I saperi della cultura

I “saperi delle altre Culture “, sono per me – e credo per molti di noi – un “ripasso”.

In che senso ?  Nel senso che riportano al cuore e alla mente la mia infanzia “da villeggiante “, quando l’estate diventava fonte di “sapere “.

La villeggiatura era partire per andare in un altro modo di vivere, lasciavo la città per la valle di Scalve, metri 1019, così stava scritto sulla porta che, oltre che indicare l’entrata nel piccolo villaggio, già indicava altra vita, con i nidi delle rondini sotto l’arcata bianca della sua semplice architettura.

Le mie amiche e i miei amici erano i figli dei contadini, quelli che ci affittavano la stanza; la Rina e il Bortolo, compagni di giochi “altri “; loro facevano le calze per l’inverno, mentre si chiaccherava seduti sulla pietra, curiosi l’uno dell’altra vita, “topi di città e topi di campagna”, diceva la favola .

Si dormiva insieme nell’enorme stanza un po’ fredda, con l’odore di mucca e di latte; ci si lavava insieme nella tinozza di latta e ci si guardava il sesso, curiosi del diverso, e se c’era un desiderio nuovo non ci si vergognava: era la Vita che ci parlava.

Corse negli orti, vedere un ciuffo verde e scoprire che erano i capelli delle carote e per i capelli le tiravamo, una pulitina e le si mangiava: mai più sapori così forti.

I miei amici portavano gli zoccoli, ah,come li si invidiava!
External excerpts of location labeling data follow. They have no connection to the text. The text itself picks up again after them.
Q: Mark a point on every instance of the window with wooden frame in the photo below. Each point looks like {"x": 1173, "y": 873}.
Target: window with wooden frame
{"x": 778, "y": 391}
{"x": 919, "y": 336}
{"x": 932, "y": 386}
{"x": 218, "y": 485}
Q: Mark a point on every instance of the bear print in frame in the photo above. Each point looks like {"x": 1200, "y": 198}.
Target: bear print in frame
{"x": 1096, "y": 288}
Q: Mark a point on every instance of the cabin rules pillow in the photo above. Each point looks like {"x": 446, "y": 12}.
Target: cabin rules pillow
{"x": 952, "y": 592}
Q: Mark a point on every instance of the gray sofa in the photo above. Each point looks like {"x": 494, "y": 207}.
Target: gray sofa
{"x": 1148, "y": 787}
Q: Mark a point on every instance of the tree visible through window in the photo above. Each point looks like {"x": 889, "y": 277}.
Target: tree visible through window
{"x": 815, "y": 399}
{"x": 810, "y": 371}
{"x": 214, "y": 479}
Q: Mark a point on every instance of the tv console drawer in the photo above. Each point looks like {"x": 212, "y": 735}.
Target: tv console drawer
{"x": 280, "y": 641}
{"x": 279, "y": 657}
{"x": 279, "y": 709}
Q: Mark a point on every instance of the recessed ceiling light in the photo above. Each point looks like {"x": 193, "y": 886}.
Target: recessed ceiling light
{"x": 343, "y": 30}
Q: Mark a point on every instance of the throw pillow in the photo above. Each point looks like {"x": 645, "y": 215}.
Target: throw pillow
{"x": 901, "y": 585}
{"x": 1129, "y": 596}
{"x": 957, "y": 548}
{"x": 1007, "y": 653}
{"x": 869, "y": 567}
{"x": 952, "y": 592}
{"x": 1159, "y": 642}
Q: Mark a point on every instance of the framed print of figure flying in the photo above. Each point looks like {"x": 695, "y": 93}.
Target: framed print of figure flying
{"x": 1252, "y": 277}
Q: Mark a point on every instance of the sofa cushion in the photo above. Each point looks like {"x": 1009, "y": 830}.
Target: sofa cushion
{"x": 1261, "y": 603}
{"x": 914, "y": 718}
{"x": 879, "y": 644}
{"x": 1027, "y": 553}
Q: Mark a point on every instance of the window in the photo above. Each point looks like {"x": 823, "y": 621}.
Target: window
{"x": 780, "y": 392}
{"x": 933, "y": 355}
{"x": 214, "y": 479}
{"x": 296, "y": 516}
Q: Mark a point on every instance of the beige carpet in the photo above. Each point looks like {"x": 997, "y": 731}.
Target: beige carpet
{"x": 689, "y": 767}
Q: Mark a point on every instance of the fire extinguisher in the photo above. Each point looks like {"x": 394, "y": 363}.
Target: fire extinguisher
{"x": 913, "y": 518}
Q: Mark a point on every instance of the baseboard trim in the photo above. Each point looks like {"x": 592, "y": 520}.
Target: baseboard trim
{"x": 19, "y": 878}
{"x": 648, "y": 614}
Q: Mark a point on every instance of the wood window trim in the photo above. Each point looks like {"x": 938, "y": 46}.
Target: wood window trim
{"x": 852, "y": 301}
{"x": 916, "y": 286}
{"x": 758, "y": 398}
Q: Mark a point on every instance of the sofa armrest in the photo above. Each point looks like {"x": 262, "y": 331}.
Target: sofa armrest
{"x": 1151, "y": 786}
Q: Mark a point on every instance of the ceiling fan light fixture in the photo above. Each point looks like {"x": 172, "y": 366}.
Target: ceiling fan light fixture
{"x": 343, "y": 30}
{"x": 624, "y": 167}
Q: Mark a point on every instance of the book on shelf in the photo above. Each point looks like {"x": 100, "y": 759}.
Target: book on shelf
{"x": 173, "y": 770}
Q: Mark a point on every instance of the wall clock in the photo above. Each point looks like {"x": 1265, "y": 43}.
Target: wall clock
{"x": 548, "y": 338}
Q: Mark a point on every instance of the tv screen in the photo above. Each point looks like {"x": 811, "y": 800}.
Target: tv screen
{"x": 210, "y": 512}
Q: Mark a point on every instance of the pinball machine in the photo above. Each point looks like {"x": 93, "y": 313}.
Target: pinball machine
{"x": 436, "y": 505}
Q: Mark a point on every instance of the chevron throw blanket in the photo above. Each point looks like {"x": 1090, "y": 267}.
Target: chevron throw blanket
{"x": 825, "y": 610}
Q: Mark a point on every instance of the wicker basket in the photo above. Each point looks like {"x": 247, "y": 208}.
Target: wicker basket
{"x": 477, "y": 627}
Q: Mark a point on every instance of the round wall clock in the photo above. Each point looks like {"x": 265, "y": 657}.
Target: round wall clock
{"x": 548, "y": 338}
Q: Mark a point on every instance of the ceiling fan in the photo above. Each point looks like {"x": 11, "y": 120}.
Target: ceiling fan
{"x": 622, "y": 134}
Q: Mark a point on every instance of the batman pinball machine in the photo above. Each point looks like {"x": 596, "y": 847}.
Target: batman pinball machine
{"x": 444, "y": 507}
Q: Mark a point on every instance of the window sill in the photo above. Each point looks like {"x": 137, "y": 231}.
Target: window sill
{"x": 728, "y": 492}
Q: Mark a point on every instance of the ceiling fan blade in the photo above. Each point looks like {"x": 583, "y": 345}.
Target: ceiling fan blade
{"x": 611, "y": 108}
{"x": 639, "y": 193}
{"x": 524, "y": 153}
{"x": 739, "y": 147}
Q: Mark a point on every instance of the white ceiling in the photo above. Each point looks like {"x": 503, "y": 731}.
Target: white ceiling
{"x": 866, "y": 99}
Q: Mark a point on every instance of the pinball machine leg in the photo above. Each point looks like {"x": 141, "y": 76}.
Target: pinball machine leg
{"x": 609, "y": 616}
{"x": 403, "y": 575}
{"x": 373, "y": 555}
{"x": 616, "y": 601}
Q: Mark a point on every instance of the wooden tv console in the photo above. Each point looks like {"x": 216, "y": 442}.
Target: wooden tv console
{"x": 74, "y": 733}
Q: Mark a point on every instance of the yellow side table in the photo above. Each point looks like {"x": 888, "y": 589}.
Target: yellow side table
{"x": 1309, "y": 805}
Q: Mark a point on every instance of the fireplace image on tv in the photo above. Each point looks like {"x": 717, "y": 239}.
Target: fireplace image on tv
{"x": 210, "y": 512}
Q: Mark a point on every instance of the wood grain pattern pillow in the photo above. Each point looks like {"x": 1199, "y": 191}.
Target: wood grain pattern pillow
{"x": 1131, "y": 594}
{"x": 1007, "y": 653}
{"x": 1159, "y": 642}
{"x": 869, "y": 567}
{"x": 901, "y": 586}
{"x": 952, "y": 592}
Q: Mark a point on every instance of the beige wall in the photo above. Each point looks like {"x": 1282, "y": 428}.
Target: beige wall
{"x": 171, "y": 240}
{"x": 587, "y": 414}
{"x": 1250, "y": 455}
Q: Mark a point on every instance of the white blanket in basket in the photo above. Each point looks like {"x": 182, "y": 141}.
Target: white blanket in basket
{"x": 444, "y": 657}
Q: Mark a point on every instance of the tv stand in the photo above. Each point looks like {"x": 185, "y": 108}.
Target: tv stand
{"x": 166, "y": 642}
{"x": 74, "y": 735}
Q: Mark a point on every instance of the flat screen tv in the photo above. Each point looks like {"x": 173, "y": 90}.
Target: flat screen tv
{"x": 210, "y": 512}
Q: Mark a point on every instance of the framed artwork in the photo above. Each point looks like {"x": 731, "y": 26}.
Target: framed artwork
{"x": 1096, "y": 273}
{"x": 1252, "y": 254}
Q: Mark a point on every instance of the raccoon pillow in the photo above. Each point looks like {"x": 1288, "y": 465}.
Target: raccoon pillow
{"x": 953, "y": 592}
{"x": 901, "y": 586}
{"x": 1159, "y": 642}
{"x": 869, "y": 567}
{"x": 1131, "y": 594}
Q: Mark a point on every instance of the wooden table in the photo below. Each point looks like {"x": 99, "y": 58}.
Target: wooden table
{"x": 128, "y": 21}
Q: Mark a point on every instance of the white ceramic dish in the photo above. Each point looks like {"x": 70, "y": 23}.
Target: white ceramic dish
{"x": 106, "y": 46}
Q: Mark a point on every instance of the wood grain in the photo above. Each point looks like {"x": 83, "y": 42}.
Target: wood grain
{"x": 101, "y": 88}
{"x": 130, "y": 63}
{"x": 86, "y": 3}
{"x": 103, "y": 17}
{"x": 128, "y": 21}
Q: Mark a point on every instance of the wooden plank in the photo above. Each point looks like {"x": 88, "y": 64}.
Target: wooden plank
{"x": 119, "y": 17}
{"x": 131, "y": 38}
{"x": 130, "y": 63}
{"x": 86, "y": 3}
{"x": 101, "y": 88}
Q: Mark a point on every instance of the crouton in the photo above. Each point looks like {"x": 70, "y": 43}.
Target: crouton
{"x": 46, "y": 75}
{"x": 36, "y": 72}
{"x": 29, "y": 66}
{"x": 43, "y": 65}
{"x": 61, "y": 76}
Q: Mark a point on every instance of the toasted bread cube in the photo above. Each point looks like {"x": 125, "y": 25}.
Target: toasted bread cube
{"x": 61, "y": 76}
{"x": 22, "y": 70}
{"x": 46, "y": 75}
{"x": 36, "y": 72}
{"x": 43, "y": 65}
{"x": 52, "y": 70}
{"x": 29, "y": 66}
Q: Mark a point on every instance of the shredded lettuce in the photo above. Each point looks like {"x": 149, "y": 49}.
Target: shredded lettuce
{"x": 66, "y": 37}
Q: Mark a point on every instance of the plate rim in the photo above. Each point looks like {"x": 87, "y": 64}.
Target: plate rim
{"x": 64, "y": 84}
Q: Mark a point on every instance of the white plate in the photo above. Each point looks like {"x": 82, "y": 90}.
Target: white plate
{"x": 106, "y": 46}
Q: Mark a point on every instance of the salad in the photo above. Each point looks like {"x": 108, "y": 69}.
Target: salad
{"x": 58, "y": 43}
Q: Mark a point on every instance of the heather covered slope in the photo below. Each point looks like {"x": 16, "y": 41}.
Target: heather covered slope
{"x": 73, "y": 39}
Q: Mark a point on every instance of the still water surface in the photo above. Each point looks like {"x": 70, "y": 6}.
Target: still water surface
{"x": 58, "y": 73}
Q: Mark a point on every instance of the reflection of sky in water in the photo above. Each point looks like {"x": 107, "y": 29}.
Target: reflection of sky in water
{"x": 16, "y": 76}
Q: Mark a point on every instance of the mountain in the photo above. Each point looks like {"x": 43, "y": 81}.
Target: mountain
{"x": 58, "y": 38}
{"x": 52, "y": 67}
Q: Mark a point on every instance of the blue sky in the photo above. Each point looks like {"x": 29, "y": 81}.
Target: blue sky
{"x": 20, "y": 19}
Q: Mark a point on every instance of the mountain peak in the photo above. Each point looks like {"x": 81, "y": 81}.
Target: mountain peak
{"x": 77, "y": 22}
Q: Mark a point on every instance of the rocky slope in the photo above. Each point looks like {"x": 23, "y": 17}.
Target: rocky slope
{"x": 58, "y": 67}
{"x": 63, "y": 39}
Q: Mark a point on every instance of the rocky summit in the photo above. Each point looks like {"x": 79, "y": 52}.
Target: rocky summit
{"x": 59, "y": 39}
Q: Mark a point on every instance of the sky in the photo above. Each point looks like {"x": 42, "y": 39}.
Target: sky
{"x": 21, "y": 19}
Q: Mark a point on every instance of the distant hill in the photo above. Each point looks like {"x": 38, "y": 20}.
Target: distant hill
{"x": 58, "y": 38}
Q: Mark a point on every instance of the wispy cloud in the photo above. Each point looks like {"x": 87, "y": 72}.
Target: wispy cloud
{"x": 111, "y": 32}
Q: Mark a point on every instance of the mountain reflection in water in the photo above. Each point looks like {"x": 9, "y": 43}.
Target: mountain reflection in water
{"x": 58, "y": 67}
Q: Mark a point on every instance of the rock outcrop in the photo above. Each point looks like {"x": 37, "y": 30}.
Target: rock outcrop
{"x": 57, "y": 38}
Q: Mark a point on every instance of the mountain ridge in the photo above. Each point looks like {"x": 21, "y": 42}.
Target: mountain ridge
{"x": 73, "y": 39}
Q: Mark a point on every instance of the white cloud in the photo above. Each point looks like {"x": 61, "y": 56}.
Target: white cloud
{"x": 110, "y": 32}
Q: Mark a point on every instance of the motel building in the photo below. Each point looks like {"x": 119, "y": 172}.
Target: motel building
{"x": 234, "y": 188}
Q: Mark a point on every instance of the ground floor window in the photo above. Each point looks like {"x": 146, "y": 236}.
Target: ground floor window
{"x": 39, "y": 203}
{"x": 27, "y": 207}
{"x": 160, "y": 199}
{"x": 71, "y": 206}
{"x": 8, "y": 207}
Noi sempre curati ci lasciavamo andare all’ascoltare la terra sotto i piedi cittadini, e il sentire male su quella pelle tenera era parola, era la terra che, con la sua sapienza, disegnava.

Disegnava il tepore con la sua mano ruvida, la gratitudine, la cura.

E per ringraziarla, noi portavamo acqua e come beveva! Come la capretta, la gallina e il pentolone del bucato che al sole bolliva .

Che estati, interculturali !

Alla sera si imparava ad asciugare le posate, a stendere le camicie di chi era tornato dalla miniera, a ringraziare il Signore che ci aveva innaffiato,  acqua santa per il rosmarino e il bucato.

Sono tutti qui davanti a me i miei amici, quanto ho imparato in quelle interminabili vacanze estive, mica come adesso, dove tutto è uguale e passa in fretta, tutti vestiti a festa e nessun prete che ti butta l’acqua giù dalla finestra.

Sì, proprio così, si faceva così tanto baccano per entrare e prendere i primi posti per vedere la televisione, che il prete, senza aspettare il sagrestano, ha preso un bel secchio d’acqua fredda e…giù, sulla mia testa . Bagnata come da una fontana !

E si rideva, e come si rideva; per uno scherzo bello, per un innamorato che non ci voleva, per una rondine che faceva il giro nella nostra stanza prima del tramonto della sera.

E’ di questo che mi son nutrita. E’ per questo cibo sano che posso oggi stare di fronte a chi crede che la differenza sia contraddizione, a chi non sa che la Vita vive d’ingredienti tutti differenti eppure in armonia.

Basta a tutti questi chef che ci girano intorno! Insignificante gregge senza più pastore.

Torniamo al pane col burro, torniamo alla semplicità che ci indica l’esperienza dell’Amore!